5. L'administration fait valoir que la société Fonques versait chaque année à M. A une rémunération déclarée à l'impôt sur le revenu en catégorie des traitements et salaires de respectivement 83 891 euros, 92 753 euros, 99 307 euros pour les années 2009, 2010 et 2011, et qu'en conséquence de la transaction survenue le 30 janvier 2012, M. et Mme A ont cédé les titres de la société Fonques, se sont désengagés des fonctions qu'ils y exerçaient et ne pouvaient ignorer la perte des revenus versés par cette même société. Par ailleurs, si M. et Mme A font état de leurs autres revenus issus de la société Bomowo devenue Groupe MBW, ceux-ci sont étrangers à leurs revenus tirés de la société Fonques et de leur participation au groupement Intermarché. La fraction non-imposable retenue à 50% tient ainsi compte de ces éléments ainsi que du temps passé à la direction de la société Fonques, à savoir 12 ans, de l'âge de M. et de Mme A au moment de la signature de la transaction, à savoir 49 et 57 ans, et des difficultés pour retrouver un emploi, des revenus perçus pendant leur activité, des pertes de revenus versés par la société Fonques à M. et Mme A.

6. Il résulte de l'instruction que d'une part, M. et Mme A ne contestent pas utilement que la cession de titres de la société Fonques et le désengagement de M. A de cette société en conséquence de l'accord du 30 janvier 2012 avaient pour effet l'arrêt d'une rémunération versée à M. A par cette même société et donc une perte de revenus pour M. et Mme A. Par ailleurs, si les requérants font état de préjudices moraux quant à la perte de notoriété qu'aurait connu M. A, les articles de presse et documents qu'ils produisent à cet effet ne l'établissent pas, soulignant par ailleurs plutôt les qualités et la stratégie de M. A quand il dirigeait la société Fonques. De même, s'ils soutiennent que leurs deux enfants se sont vus interdire l'entrée dans le groupement des Mousquetais, ils ne produisent aucune pièce pour en justifier et en quoi M. et Mme A eux-mêmes en auraient été lésés. Par ailleurs, les stipulations du protocole d'accord du 30 janvier 2012 précisent que les sociétés ITM Entreprises et SCM affirment n'être en rien responsables des préjudices personnels évoqués par M. et Mme A et que ce même accord ne saurait valoir reconnaissance par chacune des parties du bienfondé des prétentions de l'autre, ni de la réalité ou de la consistance des imputations en cause. Enfin, d'autre part, les requérants ne contestent pas utilement la fraction de 50% retenue par l'administration pour évaluer la part de l'indemnité transactionnelle relevant des seuls préjudices moraux.

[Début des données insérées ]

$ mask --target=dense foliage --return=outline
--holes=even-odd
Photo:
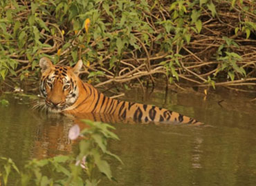
[[[98,86],[161,76],[252,88],[255,6],[250,0],[1,1],[0,81],[29,79],[47,56],[70,65],[82,59],[89,79],[105,78]]]
[[[109,180],[114,180],[105,160],[107,156],[110,156],[122,163],[118,156],[107,148],[108,140],[118,139],[110,131],[114,127],[100,122],[88,120],[84,122],[90,127],[80,132],[78,125],[73,125],[68,134],[71,140],[80,137],[78,154],[33,159],[21,169],[10,158],[0,157],[0,185],[9,185],[11,181],[12,185],[22,186],[95,186],[102,178],[98,172]]]

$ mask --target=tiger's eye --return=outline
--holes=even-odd
[[[68,89],[69,87],[69,85],[66,85],[64,86],[64,89]]]
[[[48,85],[50,87],[53,87],[53,84],[52,84],[52,83],[51,83],[51,82],[50,82],[50,81],[48,81],[48,82],[47,82],[47,85]]]

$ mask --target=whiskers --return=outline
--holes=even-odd
[[[33,110],[37,110],[39,112],[46,112],[47,114],[57,114],[62,112],[68,105],[65,105],[61,107],[52,107],[46,104],[45,98],[39,97],[38,100],[35,101],[33,103],[33,106],[32,107]]]
[[[40,98],[40,99],[35,101],[33,103],[33,110],[37,110],[39,112],[47,112],[48,106],[46,105],[44,99],[43,98]]]

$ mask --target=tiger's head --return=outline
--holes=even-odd
[[[49,59],[39,61],[42,77],[40,94],[45,99],[44,107],[51,112],[60,112],[72,105],[79,96],[78,74],[82,67],[82,60],[72,68],[54,65]]]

6. Il suit de là que M. et Mme A ne sont pas fondés pour à demander la décharge des cotisations supplémentaires d'impôt sur le revenu, de la contribution exceptionnelle sur les hauts revenus et des pénalités correspondantes, auxquelles ils ont été assujettis au titre de l'année 2012 pour un montant total de 287 726 euros, dont 216 858 euros d'impôt sur le revenu, 19 758 euros de contribution exceptionnelle sur les hauts revenus, 27 448 euros d'intérêts de retard et

23 662 euros de majorations.

Sur les intérêts moratoires :

7. Compte tenu de ce qui précède, les conclusions relatives aux intérêt moratoire ne peuvent qu'être écartées.

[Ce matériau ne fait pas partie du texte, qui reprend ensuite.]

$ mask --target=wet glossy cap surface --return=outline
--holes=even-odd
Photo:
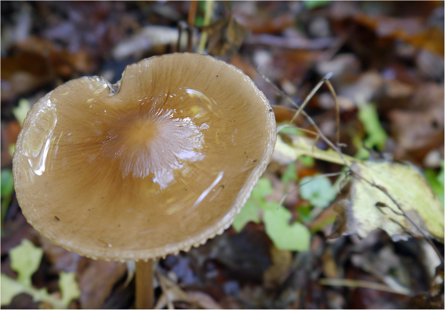
[[[188,250],[231,224],[275,135],[267,99],[240,70],[199,54],[153,57],[114,87],[82,77],[34,105],[14,154],[17,197],[38,231],[81,255]]]

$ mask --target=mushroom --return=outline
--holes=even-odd
[[[275,139],[269,102],[241,71],[208,56],[154,56],[115,85],[81,77],[35,104],[14,185],[43,236],[87,257],[139,261],[138,286],[152,259],[230,226]]]

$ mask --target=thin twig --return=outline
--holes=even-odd
[[[318,283],[321,285],[329,285],[333,286],[349,286],[350,287],[363,287],[384,292],[393,293],[400,295],[408,296],[409,291],[397,290],[382,283],[366,281],[363,280],[353,280],[352,279],[340,279],[324,278],[320,279]]]
[[[328,75],[327,75],[326,76],[325,76],[323,78],[322,81],[323,81],[324,82],[326,80],[327,80],[327,76]],[[264,76],[263,76],[263,75],[261,75],[261,76],[264,77]],[[288,96],[287,95],[286,95],[286,94],[283,93],[282,91],[281,91],[281,90],[279,89],[275,85],[275,84],[272,83],[272,82],[270,81],[270,80],[269,80],[268,78],[267,78],[266,81],[268,82],[271,85],[272,85],[273,86],[274,88],[275,89],[278,90],[278,91],[279,91],[281,95],[283,96],[288,101],[291,102],[292,104],[294,105],[295,106],[298,107],[298,105],[297,105],[294,101],[292,100],[291,98],[290,98],[289,96]],[[320,83],[319,83],[319,84],[320,84]],[[317,86],[318,86],[319,84],[317,85],[317,86],[316,86],[316,88]],[[318,88],[320,88],[320,86],[318,86]],[[306,99],[305,99],[304,101],[305,102],[308,101],[309,100],[310,100],[311,98],[312,97],[312,96],[313,96],[314,93],[315,93],[314,92],[311,92],[309,93],[309,94],[306,97]],[[311,97],[309,97],[309,96],[311,96]],[[308,99],[308,97],[309,97]],[[299,107],[299,107],[299,111],[300,109],[299,109]],[[431,246],[433,246],[433,248],[434,249],[434,250],[436,251],[436,254],[437,254],[437,256],[440,259],[441,262],[442,264],[443,264],[444,263],[443,258],[442,257],[442,255],[439,251],[439,250],[437,250],[437,248],[436,247],[436,246],[434,245],[434,243],[431,240],[431,238],[427,236],[423,232],[423,231],[420,228],[420,227],[419,227],[419,226],[414,222],[414,221],[413,221],[413,219],[409,216],[408,214],[406,214],[406,213],[405,212],[405,211],[402,208],[402,207],[400,205],[400,204],[396,201],[396,200],[394,198],[394,197],[393,197],[388,192],[388,191],[386,190],[386,189],[384,187],[381,185],[377,185],[376,183],[374,183],[374,182],[371,182],[371,181],[368,181],[368,179],[365,178],[358,172],[355,171],[355,169],[353,169],[351,166],[351,164],[350,164],[346,161],[346,159],[344,158],[344,157],[343,156],[343,154],[341,153],[341,151],[329,139],[328,139],[326,136],[324,135],[324,134],[323,133],[323,132],[322,132],[321,130],[320,129],[318,126],[317,125],[317,124],[316,124],[315,122],[314,121],[314,120],[312,118],[312,117],[309,116],[309,115],[307,114],[307,113],[304,111],[304,110],[301,109],[301,111],[302,114],[303,114],[303,115],[304,116],[306,119],[307,119],[307,121],[309,122],[309,123],[311,123],[311,125],[312,125],[314,127],[315,127],[316,129],[317,130],[317,132],[319,133],[319,134],[320,137],[321,137],[321,138],[323,140],[323,141],[324,141],[324,142],[325,142],[326,144],[328,144],[328,145],[330,146],[332,149],[333,149],[336,153],[337,153],[339,154],[339,155],[341,158],[341,159],[344,161],[345,165],[347,167],[348,167],[348,168],[349,168],[349,170],[352,173],[354,173],[354,175],[358,177],[359,178],[363,180],[365,182],[366,182],[372,186],[375,187],[376,188],[380,189],[388,198],[389,198],[391,200],[391,201],[392,201],[397,206],[399,209],[400,210],[400,211],[402,212],[402,213],[403,213],[403,216],[405,216],[408,220],[408,221],[409,221],[409,222],[413,225],[413,226],[414,226],[419,232],[420,232],[421,234],[422,234],[422,236],[424,237],[424,238],[425,238],[425,239],[427,241],[428,241],[428,242],[430,245],[431,245]]]
[[[338,105],[338,101],[337,100],[337,94],[335,93],[335,89],[334,89],[334,87],[332,86],[332,85],[331,84],[331,82],[329,80],[326,80],[325,81],[326,85],[328,85],[328,88],[329,89],[331,93],[332,94],[332,97],[334,97],[334,102],[335,102],[336,127],[337,127],[337,143],[336,144],[339,148],[339,149],[341,150],[341,149],[340,148],[340,107]]]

Sur les conclusions tendant à l'application de l'article L. 761-1 du code de justice administrative :

8. L'Etat n'étant pas la partie perdante, les conclusions de M. et Mme A tendant au paiement par lui d'une somme en application des dispositions de l'article L. 761-1 du code de justice administrative doivent également être rejetées.

D E C I D E :

Article 1er : La requête de M. et Mme A est rejetée.

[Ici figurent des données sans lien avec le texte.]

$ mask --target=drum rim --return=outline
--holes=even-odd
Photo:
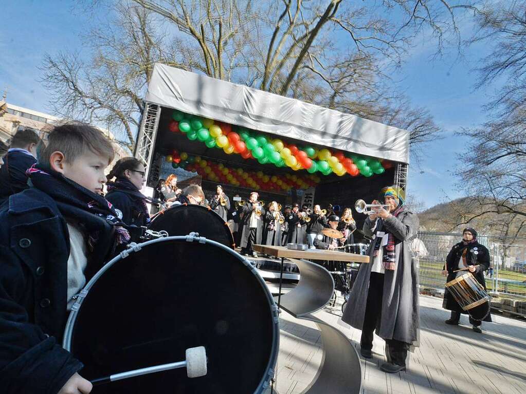
[[[220,216],[219,217],[220,217]],[[265,284],[263,278],[257,272],[255,267],[250,263],[250,262],[248,259],[245,258],[235,251],[232,250],[221,243],[219,243],[219,242],[212,240],[209,240],[205,237],[196,236],[194,235],[194,233],[192,233],[188,235],[177,235],[158,238],[156,240],[151,240],[145,242],[142,242],[140,244],[136,244],[135,242],[132,242],[128,245],[128,247],[126,250],[122,252],[105,264],[102,268],[97,272],[97,273],[93,276],[93,277],[89,280],[89,282],[86,284],[84,288],[83,288],[82,290],[79,293],[80,295],[75,300],[75,303],[72,307],[71,312],[69,313],[69,316],[68,317],[67,322],[66,324],[66,327],[64,329],[64,339],[62,341],[62,347],[66,350],[70,352],[71,352],[71,341],[73,338],[73,326],[76,321],[78,311],[82,306],[82,302],[84,300],[84,298],[91,289],[92,287],[97,281],[103,276],[104,273],[117,261],[124,260],[126,257],[128,257],[128,256],[131,253],[135,252],[138,252],[143,248],[143,247],[168,241],[185,241],[188,242],[198,242],[201,244],[211,244],[213,245],[219,246],[219,247],[227,251],[231,255],[243,263],[243,264],[244,264],[247,267],[249,268],[250,273],[256,278],[258,283],[259,283],[259,285],[261,286],[261,289],[263,290],[264,293],[265,294],[265,296],[269,302],[269,306],[270,307],[271,314],[272,318],[272,348],[270,349],[270,359],[268,361],[266,368],[267,375],[262,378],[261,380],[259,382],[259,384],[258,385],[257,388],[254,391],[255,393],[261,392],[263,390],[266,389],[268,387],[269,384],[269,382],[270,381],[270,379],[271,379],[274,376],[274,370],[276,367],[276,362],[277,362],[278,354],[279,351],[279,317],[278,315],[278,308],[276,304],[276,302],[274,300],[274,298],[272,297],[272,295],[270,294],[270,292],[267,287],[267,285]]]
[[[234,234],[232,234],[232,230],[231,230],[230,229],[230,227],[228,227],[228,222],[225,222],[224,220],[223,220],[222,217],[219,214],[218,214],[217,212],[216,212],[215,211],[214,211],[213,209],[211,209],[210,208],[207,208],[206,206],[204,206],[203,205],[197,205],[197,204],[186,204],[185,203],[185,204],[178,204],[178,205],[172,205],[169,208],[167,208],[166,209],[164,210],[164,211],[163,211],[163,213],[162,214],[158,215],[158,216],[156,216],[156,217],[154,217],[153,219],[153,220],[151,220],[151,221],[148,225],[148,229],[150,229],[151,227],[151,225],[155,221],[156,219],[158,219],[159,217],[162,217],[164,215],[166,215],[166,213],[167,212],[169,212],[170,211],[171,211],[172,210],[176,210],[176,209],[177,209],[178,208],[179,208],[179,209],[181,209],[181,208],[187,208],[189,206],[193,207],[193,208],[192,208],[193,209],[194,207],[195,207],[195,208],[197,208],[198,209],[200,209],[201,210],[205,210],[206,211],[207,211],[208,212],[213,212],[217,216],[217,217],[219,219],[219,220],[221,222],[222,222],[224,223],[225,223],[225,226],[227,227],[227,228],[228,229],[228,231],[230,232],[230,239],[231,239],[231,240],[232,241],[231,243],[231,244],[230,244],[230,245],[234,245],[232,247],[232,248],[234,248],[234,247],[235,247],[235,245],[236,244],[236,241],[235,241],[235,240],[234,240]],[[156,215],[157,215],[157,214],[160,213],[160,212],[161,212],[161,211],[159,211],[158,212],[157,212],[157,213],[156,214]],[[159,230],[162,230],[162,229],[159,229]],[[185,236],[184,235],[173,235],[172,236]],[[210,241],[213,241],[213,240],[210,240]]]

Article 2 : Le jugement sera notifié à M. et Mme A et au ministre de l'économie, des finances et de la souveraineté industrielle et numérique.

Délibéré après l'audience du 9 juin 2022, à laquelle siégeaient :

- Mme Gosselin, président,

- M. Robbe, premier conseiller,

- M. Iss, premier conseiller.

Lu en audience publique le 20 juillet 2022.

Le rapporteur,

Signé

A. Iss Le président,

Signé

C. Gosselin

La greffière,

Signé

St. Desplan

La République mande et ordonne au ministre de l'économie, des finances et de la souveraineté industrielle et numérique, en ce qui le concerne, et à tous commissaires de justice à ce requis en ce qui concerne les voies de droit commun, contre les parties privées, de pourvoir à l'exécution de la présente décision.